Whether black hat or white hat, it also helps a lot to know how the system works and exactly what it’s doing. When you’ve got the source code, either because it’s open-source, or because you’re working inside the company that makes the software, you’ve got a huge advantage both in finding bugs and in fixing them. In the case of closed-source software, the white hats arguably have the offsetting advantage that they at least can see the source code, and peek inside the black box, while the attackers cannot.

Still, if you look at the number of security issues raised weekly, it’s clear that even in the case of closed-source software, where the defenders should have the largest advantage, that offense is a lot easier than defense.

So now put yourself in the shoes of the poor folks who are going to try to secure large language models like ChatGPT, the new Bing, or Google’s soon-to-be-released Bard. They don’t understand their machines. Of course they know how the work inside, in the sense of cross multiplying tensors and updating weights based on training sets and so on. But because the billions of internal parameters interact in incomprehensible ways, almost all researchers refer to large language models’ inner workings as a black box.

And they haven’t even begun to consider security yet. They’re still worried about how to construct obscure background prompts that prevent their machines from spewing hate speech or pornographic novels. But as soon as the machines start doing something more interesting than just providing you plain text, the black hats will take notice, and someone will have to figure out defense.

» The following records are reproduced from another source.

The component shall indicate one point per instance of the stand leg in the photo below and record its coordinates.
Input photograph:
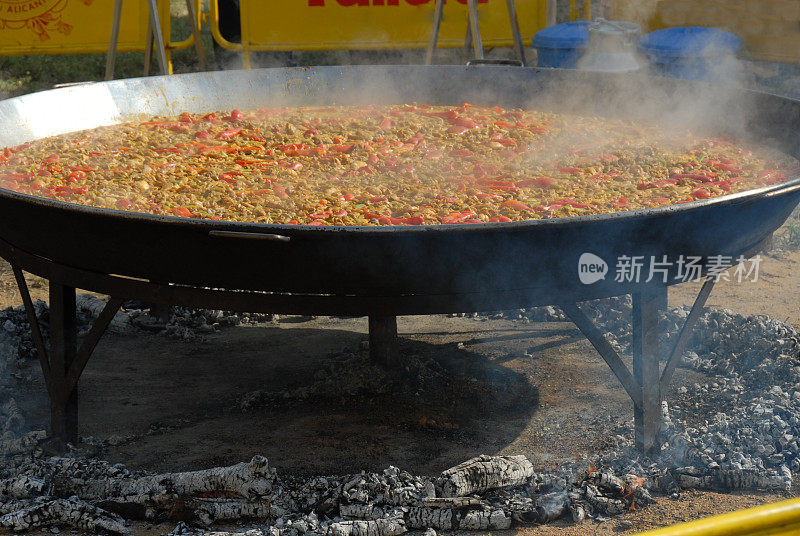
(647, 414)
(63, 350)
(383, 340)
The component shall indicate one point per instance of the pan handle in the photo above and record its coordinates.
(494, 61)
(256, 236)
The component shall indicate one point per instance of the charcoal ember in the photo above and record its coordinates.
(484, 473)
(23, 487)
(92, 306)
(210, 510)
(72, 511)
(435, 518)
(361, 511)
(484, 520)
(551, 506)
(392, 487)
(379, 527)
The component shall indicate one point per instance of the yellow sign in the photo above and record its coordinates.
(72, 26)
(377, 24)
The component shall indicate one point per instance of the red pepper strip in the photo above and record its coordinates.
(227, 176)
(252, 135)
(516, 205)
(573, 203)
(187, 118)
(342, 148)
(449, 115)
(664, 182)
(464, 122)
(210, 149)
(724, 185)
(539, 182)
(297, 166)
(227, 134)
(724, 167)
(457, 217)
(572, 170)
(693, 176)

Indeed, this week, we saw the first real shot across the bow: a hack to make Bing direct users to arbitrary (bad) webpages. The Bing hack requires the user to already be on a compromised website, so it’s maybe not very threatening, but it points out a possible real security difference between Bing and ChatGPT: Bing gives you links to follow, and that makes it a juicy target.

We’re right on the edge of a new security landscape, because even the white hats are facing a black box in the AI. So far, what ChatGPT and Codex and other large language models are doing is trivially secure – putting out plain text – but Bing is taking the first dangerous steps into doing something more useful, both for users and black hats. Given the ease with which people have undone OpenAI’s attempts to keep ChatGPT in its comfort zone, my guess is that the white hats will have their hands full, and the black-box nature of the model deprives them of their best hope. Buckle your seatbelts.